No,” says Dale Johnson, “this is not a golden age of singing.” This realization reached him with the force of a “revelation” during an auditions tour of opera companies in the United States and Europe. “I just began to hear that there really wasn’t good singing going on,” he explains. “There are good voices, but what you hear is a lack of expression, singers who are singing as loudly as they possibly can, squalling, pushing, with no understanding of the music, no attention to musical style, or rather, a very generalized style.” Why? “Singers are not being taught in colleges and training programs to appreciate style and the nuances of language. Opera companies are making too many compromises for the sake of stars, and the audience idolizes very generalized music making.” Johnson feels that it is time to get back to basics: the music. He agrees with Rossini that opera is voice, voice, voice, and wants to produce operas that singers can sing beautifully, as exemplified by the tenets of bel canto. He has adopted a philosophy based upon the inspiration of bel canto. “Not that we produce hundreds of bel canto operas, even though I’d like that, but that we bring that same kind of philosophy to every work that we do. We look at the singer as the strength of the piece rather than, ‘we’ve got a cool production design. Let’s try and plug some singers into it whether they can sing it or not.’ We are codified by Rossini,” he continues, and inspired by Pesaro’s example, he wants to produce more of Rossini’s opera serias, as well as some Donizetti rarities such as Maria de Rudenz or Maria Padilla.

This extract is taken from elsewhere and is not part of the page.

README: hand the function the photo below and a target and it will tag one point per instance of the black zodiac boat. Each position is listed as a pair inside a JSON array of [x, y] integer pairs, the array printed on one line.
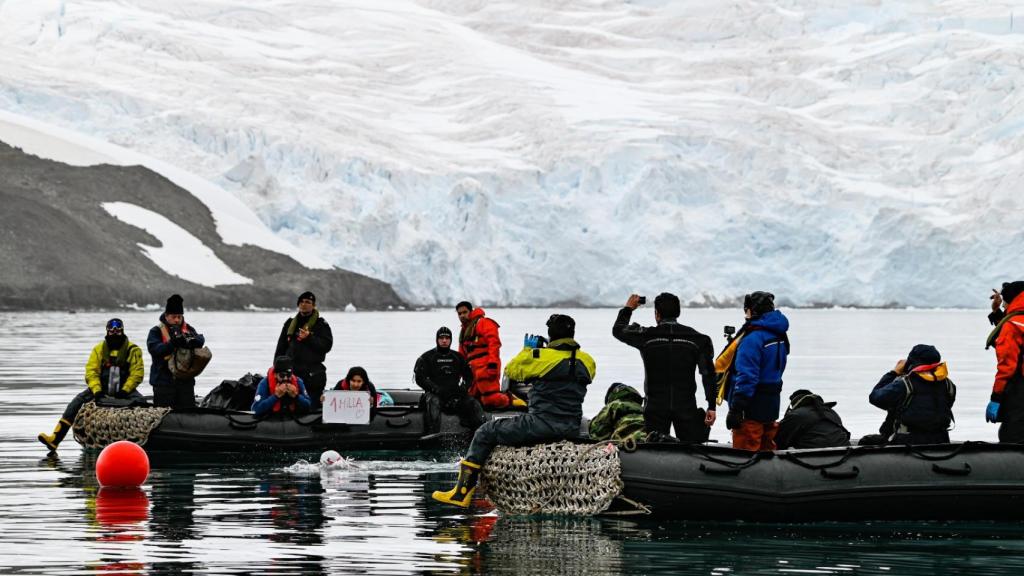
[[970, 481], [402, 426]]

To develop singers from an early age in the tenets of bel canto is the goal of the young artist program, now 3 years old. Seven singers are currently enrolled. One, Stephanie Lewis, is a promising coloratura soprano; another, Andrew Gangestad, a Metropolitan Opera auditions finalist, was the highly impressive Oroe in Semiramide. The program will be expanded next year to include a young conductor who will be taught to understand the musical line and the needs of the singers.

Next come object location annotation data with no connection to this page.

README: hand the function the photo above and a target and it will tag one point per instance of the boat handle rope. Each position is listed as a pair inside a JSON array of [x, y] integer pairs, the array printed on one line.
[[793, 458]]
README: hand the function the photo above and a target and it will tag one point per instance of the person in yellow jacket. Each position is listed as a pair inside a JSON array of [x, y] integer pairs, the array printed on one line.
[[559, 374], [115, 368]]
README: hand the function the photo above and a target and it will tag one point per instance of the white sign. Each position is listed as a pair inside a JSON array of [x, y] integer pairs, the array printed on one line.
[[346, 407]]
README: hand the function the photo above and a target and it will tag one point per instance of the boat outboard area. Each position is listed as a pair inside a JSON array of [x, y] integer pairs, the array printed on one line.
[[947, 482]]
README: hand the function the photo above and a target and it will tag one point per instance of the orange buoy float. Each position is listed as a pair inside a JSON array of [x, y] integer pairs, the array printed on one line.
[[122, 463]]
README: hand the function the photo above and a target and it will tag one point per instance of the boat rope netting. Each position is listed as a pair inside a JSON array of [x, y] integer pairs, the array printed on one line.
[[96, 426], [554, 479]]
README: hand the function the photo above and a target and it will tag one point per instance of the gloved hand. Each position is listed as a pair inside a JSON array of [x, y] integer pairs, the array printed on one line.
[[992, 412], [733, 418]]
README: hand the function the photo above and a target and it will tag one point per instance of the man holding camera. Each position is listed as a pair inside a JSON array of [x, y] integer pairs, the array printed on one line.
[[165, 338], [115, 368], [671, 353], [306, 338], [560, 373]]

The Minnesota Opera has also reached the conclusion that an investment has to be made in the audience as well, and education programs to that purpose are now in operation. There are now hour-long operalogues before each performance narrated by Dale Johnson. (I attended the one before the performance of Semiramide and found Mr. Johnson witty, erudite and entertaining. The sizeable group present obviously enjoyed it thoroughly.) Two-hour seminars are offered a couple of weeks before each premier; there is a program that sends performances out to schools; a 3-month tour takes certain productions throughout the midwest each fall. These have been so successful that there have been overtures from Europe for visits by the touring company.
A season tape had long been sent out to subscribers, but a grant from Opera America enabled Minnesota Opera to put together an educational CD for their production of Georges Antheuil’s Translantic. Johnson felt that although their audiences are progressive, their ears might need to be attuned to this different style. The educational tool helped to make the production a huge success. Another CD, “The Art of Bel Canto and the Romantic Generation,” was issued this year. It is surely unique, brilliantly conceived, giving the listener an overview of the bel canto period, the music, its style and performance traditions. Dale Johnson narrates it superbly, and the musical examples are drawn from the catalogs of Opera Rara and Columbia/Sony, as well as Delta Entertainment. “We are ushering in a new era with a thoughtfully articulated artistic vision based on the philosophy and values of ‘beautiful singing,’ which came out of the Bel Canto period at the beginning of the 19th century in Italy,” said Mr. Johnson. “The primary values of these periods and the philosophy it engendered are the effortless and expressive delivery of tone, the mastery of appropriate musical style and the natural beauty of the voice. Our artistic vision will not only result in a commitment to staging one Bel Canto-period opera every year, it also will inform every aspect of production, from casting and rehearsal time to set and costume design, so that each element serves the values of bel canto.”
This enterprising opera company clearly knows what is required to produce a golden age!